Autor(en): Wilhelm, Leonie
Hartmann, Andrea S. 
Cordes, Martin
Waldorf, Manuel 
Vocks, Silja 
Affiliationen: Department of Clinical Psychology and Psychotherapy, Universität Osnabrück, Knollstrasse 15, 49069, Osnabrück, Germany. leonie.wilhelm@uni-osnabrueck.de. Department of Clinical Psychology and Psychotherapy, Universität Osnabrück, Knollstrasse 15, 49069, Osnabrück, Germany. Department of Clinical Psychology and Psychotherapy, Universität Osnabrück, Knollstrasse 15, 49069, Osnabrück, Germany. Department of Clinical Psychology and Psychotherapy, Universität Osnabrück, Knollstrasse 15, 49069, Osnabrück, Germany. Department of Clinical Psychology and Psychotherapy, Universität Osnabrück, Knollstrasse 15, 49069, Osnabrück, Germany.

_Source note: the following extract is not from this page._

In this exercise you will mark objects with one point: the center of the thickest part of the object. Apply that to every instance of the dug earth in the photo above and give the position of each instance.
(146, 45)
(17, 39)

Stichwörter: Young Adult; Body Weight; Body Image/psychology; Body Dissatisfaction/psychology; Feeding and Eating Disorders/psychology; Humans; Arousal; Adult; Female; Emotions
Erscheinungsdatum: 2020
Enthalten in: Eating and Weight Disorders
Band: 25
Ausgabe: 2
Startseite: 309
Seitenende: 319
Zusammenfassung: 
PURPOSE Cognitive-behavioral theories posit that body checking decreases negative emotions, but increases levels of arousal. However, few studies have investigated the effects of body checking on the course of emotional states. Therefore, the current study examined how normal-weight females with higher and lower eating, weight, and shape concerns feel during a checking episode of their most-liked and least-liked body parts. METHODS In an online design, levels of negative emotions and arousal were retrospectively assessed before, during, immediately after, and 15 min after an individually remembered body-checking episode. Participants (N = 355) also rated their subjective satisfaction with specific body parts. RESULTS Levels of negative emotions were lower 15 min after the checking episode of most-liked and least-liked body parts than before the episode. However, negative emotions increased during the checking episode of least-liked body parts, but subsided thereafter. The levels of arousal increased during the checking episodes of most-liked and least-liked body parts and decreased afterwards, and females with higher concerns reported greater levels of arousal than females with lower concerns. Furthermore, females with higher concerns reported more body checking than those with lower concerns. CONCLUSIONS The results support the assumptions of the cognitive-behavioral theories, as body checking led to a decrease in negative emotions in the longer term, and levels of arousal increased during the checking episode. The greater levels of arousal in females with higher concerns, and their pronounced body-checking behavior, might enhance their existing concerns and increase the risk of disordered eating. LEVEL OF EVIDENCE Level V, descriptive study.